My husband and I moved back to the farm in August 2013 with our young daughter.  In May 2014, while very pregnant with our son, I got my first herd of 13 angus steers.  This was a pretty challenging way to start, with young kids and no perimeter fencing, but we made it work.  Since then I’ve worked with NRCS, through the EQIP program, to put in high-quality high-tensile fencing, waterlines, and new seeding in my pastures. 

 

Currently, I have about 30 head of cattle, with a mix of cow/calf (British White Parks) and feeder steers.  I operate on 35 acres and do a leader-follower system, which allows for the steer group to graze a paddock first, followed by the cow/calf group.  This promotes maximum gain on the steers by giving them the highest quality “first bites”.  The cow/calf group then follows behind them.  The groups are moved once a day, sometimes twice in the spring, as I manage intensively based on residual grass in the pasture. 

 

Quality management has greatly improved my pastures over the last few years, evidenced by stand density and biodiversity.  Utilizing the animals as landscapers, I’ve transformed areas that were once burdock, thistles, and stinging nettle into lush grass. 

 

The last two years I’ve out-wintered in the pasture, using placed bales in a grid.  The out-wintering pasture is also rotated and receives a great deal of fertilizer.  You can see the difference this has made both in the quality of last year’s pasture, as well as how beat up this year's is.     

 

Previous years I’ve managed with hay-making as a focus, but after buying a lot of hay this winter and many discussions with my NRCS agent regarding the benefits of buying hay and bringing in nutrients, my goal this year is to maximize my pasture acreage to finish more steers. 

 

I direct-market our products, utilizing social media as my primary source of advertising.  I also have a website with on-line ordering and deliver to cities throughout the state.  This summer I'm will be doing my first farmers market as a way to grow my local customer base and because I think it’ll be fun for me.

 

As I grow my market, I’ll continue to grow my operation.  I added 10 acres of pasture last year and have my sights on adding another 40 acres next year.  We’ve also added pastured poultry this year.  I continue to believe in my earlier explanation of the many benefits of managed grazing.

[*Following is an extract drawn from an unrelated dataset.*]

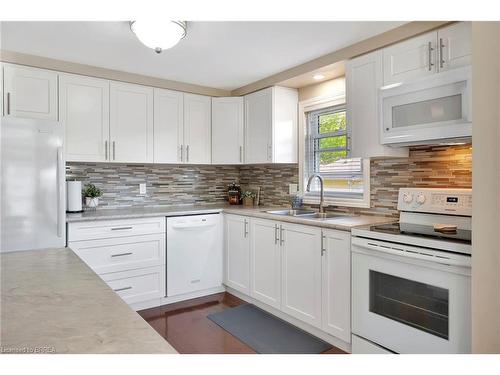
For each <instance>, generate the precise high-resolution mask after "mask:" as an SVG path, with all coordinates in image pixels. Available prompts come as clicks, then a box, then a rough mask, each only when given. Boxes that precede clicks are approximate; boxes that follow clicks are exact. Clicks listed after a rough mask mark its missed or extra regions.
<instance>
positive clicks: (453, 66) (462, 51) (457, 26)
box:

Add to this the many other benefits: to natural resources, the quality of food produced, and the quality of life for farm families and rural communities and you’ve got all the reasons that I do what I do.

 

I’m greatly supported by my husband, Tyler, who works off-farm as a teacher in the Green Bay School District, and my two children Natalie (5) and Crosby (2). As well as by my parents, Robert and Barbara Eder, who are still milking about 200 cows in Bodalla, NSW, Australia.